Thursday, November 27, 2008
Fritz Scholder Painting Used to Wrap Old Dead Fish (Breaking News)
Here we are at another cycle of the new American Mythology, "Native American Awareness Month".
The most notable event which has been referred in this empty gesture has been worldwide reviews and pontificating over Fritz Scholder: Indian/Not Indian, an exhibit at the National Museum of the American Indian in the USA.
While Scholder made some sort of an impression on the rich white people's art market, he made none at all on American Indian culture. He was not any kind of tribal person. He did have some "Indian Blood", whatever that may mean. Millions of Americans have some little drop of American Indian blood. What makes an American Indian an American Indian is participation in the culture, in the life, in the struggle, in the reality. Scholder did none of that, ever.
When one considers the many incredibly talented tribal artists working in both the past and the present who are actual participants in their tribal cultures, this national press worship of a dead artist who painted large smudgy paintings of American Indians he never met is perverse. His paintings are very good, which is not the point. He has, as many people do, American Indian ancestors, or "blood" as it is sometimes called. Not the point. Sometimes it seems harsh when people are challenged about their heroes. The artist is gone from caring what we think. Arguably it is not his fault. It is not right to say Scholder is an American Indian artist. That is the point. He was a very god artist, I like much of his work.
The media is clearly dominated by people who are white, think white, sleep white, drink and eat white and have white fantasies about who and where the Indians are. Sometimes it is rather cute, amusing, watching this behavior. Where in the world is one actual American Indian that the white press can applaud, salute or exhibit?

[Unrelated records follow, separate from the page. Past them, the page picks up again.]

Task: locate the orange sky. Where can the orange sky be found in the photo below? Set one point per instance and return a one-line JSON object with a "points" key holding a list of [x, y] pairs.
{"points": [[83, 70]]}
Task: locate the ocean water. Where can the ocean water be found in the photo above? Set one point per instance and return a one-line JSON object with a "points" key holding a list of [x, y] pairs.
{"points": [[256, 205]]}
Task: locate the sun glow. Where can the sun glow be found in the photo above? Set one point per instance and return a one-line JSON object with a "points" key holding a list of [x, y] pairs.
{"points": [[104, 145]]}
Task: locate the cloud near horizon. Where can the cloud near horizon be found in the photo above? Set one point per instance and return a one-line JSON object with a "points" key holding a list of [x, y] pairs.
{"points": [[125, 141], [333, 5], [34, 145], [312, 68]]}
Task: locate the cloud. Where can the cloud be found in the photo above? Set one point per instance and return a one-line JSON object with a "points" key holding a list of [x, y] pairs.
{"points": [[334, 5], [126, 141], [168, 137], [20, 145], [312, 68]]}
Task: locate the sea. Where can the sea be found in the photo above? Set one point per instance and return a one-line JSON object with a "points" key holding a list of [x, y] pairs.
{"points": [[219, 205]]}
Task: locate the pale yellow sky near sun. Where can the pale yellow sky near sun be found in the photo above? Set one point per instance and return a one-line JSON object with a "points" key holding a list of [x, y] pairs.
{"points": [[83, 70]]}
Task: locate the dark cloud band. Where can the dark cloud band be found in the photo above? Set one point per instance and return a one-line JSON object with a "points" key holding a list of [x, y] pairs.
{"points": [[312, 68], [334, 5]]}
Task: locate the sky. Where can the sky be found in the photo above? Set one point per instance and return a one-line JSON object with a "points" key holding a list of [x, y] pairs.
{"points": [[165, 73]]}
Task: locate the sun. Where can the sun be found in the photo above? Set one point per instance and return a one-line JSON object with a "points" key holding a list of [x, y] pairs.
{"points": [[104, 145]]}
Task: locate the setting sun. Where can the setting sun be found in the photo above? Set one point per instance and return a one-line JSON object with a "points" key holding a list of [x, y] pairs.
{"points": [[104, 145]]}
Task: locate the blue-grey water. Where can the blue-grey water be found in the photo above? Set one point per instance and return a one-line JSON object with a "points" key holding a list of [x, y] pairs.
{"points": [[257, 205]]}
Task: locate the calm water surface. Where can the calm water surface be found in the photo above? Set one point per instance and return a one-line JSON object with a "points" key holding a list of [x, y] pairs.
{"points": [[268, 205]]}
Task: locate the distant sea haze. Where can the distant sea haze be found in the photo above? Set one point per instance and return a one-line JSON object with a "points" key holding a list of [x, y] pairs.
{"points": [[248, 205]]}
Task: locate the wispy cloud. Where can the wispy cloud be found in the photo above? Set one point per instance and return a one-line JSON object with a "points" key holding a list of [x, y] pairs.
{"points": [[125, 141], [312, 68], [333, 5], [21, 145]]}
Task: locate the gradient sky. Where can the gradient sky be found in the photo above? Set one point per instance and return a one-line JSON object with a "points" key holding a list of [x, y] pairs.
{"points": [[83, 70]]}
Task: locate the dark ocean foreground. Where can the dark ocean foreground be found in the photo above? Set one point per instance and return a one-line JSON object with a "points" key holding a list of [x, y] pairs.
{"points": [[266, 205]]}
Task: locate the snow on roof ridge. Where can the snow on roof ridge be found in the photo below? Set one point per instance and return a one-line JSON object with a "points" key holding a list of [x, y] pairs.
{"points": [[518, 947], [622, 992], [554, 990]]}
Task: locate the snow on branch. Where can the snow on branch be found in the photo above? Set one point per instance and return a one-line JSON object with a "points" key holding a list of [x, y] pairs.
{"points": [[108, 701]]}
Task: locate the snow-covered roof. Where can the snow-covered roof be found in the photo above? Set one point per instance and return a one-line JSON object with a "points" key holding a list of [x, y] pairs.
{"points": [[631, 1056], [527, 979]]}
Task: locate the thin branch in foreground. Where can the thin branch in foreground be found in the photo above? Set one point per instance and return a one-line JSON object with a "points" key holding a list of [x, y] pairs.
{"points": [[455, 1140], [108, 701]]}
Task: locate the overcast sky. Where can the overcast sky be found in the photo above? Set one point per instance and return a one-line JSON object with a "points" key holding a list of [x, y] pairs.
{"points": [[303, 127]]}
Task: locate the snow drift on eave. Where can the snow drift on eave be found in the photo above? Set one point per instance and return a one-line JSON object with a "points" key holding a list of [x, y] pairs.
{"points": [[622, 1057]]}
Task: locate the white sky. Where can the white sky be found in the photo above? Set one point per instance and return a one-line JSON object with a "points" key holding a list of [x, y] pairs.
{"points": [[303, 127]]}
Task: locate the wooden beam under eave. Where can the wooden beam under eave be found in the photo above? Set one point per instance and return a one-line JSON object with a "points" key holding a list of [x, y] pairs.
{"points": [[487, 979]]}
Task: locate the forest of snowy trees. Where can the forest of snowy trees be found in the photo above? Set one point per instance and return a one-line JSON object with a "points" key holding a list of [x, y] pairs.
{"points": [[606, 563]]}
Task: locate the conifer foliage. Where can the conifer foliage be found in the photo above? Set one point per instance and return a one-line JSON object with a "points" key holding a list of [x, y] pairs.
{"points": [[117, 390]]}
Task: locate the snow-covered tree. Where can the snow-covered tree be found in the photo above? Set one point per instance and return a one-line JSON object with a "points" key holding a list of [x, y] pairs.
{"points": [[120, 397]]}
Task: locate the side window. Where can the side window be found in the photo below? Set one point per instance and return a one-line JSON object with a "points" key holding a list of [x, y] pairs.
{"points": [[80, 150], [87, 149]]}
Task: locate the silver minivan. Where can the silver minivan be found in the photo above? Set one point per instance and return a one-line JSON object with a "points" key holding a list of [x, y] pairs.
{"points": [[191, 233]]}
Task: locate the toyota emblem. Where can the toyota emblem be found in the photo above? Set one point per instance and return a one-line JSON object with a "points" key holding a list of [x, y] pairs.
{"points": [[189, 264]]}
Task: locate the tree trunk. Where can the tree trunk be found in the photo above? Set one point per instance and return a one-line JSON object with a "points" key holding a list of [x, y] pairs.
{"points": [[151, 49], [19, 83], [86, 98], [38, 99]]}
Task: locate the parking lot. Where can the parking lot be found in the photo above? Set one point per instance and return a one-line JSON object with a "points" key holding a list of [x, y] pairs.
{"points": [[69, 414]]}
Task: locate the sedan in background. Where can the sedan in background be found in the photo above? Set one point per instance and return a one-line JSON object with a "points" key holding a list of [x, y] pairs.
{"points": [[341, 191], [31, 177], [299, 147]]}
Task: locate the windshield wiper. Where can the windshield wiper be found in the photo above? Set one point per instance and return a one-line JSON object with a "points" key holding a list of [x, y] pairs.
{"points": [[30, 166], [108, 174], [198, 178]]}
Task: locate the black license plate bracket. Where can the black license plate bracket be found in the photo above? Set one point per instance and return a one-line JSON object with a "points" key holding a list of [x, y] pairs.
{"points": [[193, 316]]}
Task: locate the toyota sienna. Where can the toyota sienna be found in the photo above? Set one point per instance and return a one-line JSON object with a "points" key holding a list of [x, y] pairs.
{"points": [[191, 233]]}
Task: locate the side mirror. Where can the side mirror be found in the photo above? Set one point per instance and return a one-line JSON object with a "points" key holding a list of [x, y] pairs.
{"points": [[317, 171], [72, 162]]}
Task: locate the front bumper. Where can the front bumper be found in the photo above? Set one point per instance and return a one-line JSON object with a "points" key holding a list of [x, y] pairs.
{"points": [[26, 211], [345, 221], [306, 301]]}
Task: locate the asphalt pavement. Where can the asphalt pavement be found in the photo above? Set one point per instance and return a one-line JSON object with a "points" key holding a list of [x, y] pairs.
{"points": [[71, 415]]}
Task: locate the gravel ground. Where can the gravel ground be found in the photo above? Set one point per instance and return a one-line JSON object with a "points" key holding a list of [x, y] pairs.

My vote for a really great, and really real American Indian Artist is one T.C. Canon. This guy was one real American Indian. His art was real, often profound, sometimes encompassing the great mysteries of real life in a tribal person's real world. I think my favorite painting of his was one he did where he showed his mom walking about in Santa Fe while pregnant with him. How many artists have that kind of eye? TC Canon dies at an early age. He died to young. I look at the content of his work and sometimes weep for many reasons, not the least of which was his astonishing clarity.
Looking at Scholder's paintings is like looking at mud pies made by children. And dollar signs. His work is very valuable. But who the fuck is he? In my view he is nobody. A ghost painting pictures of the ghosts in his own mind. Shame on the so-called Museum of the American Indian. What a bunch of stiffs, white stiffs.
Scholder had ZERO influence on American Indian artists. None. I rarely meet an American Indian who has even heard of him. Yet he is the darkling icon of white liberal writers, the same ones who made lifelong Catholic officer and shuffling tourist dancer Black Elk into a "holy man". White society prefers to manufacture its heroes rather than discover them.
Native American Awareness month means something, somewhere, to somebody. Like Thanksgiving. To real American Indians, not so much. It is puzzling. Latin Americans have produced real heroes to be trotted out by the white press, as have African Americans. What is it about real and actual American Indians that the white press cannot look around and find one actual human being from that culture to celebrate, pontificate over, and drag out for the annual holiday propaganda they put in between their advertisements?
As for Scholder's painting of an American Indian with a flag draped around him, I am waiting for the painting of a Republican Presidential Candidate, with one of Scholder's big muddy paintings wrapped around him as he raises his middle finger to everybody who is not white.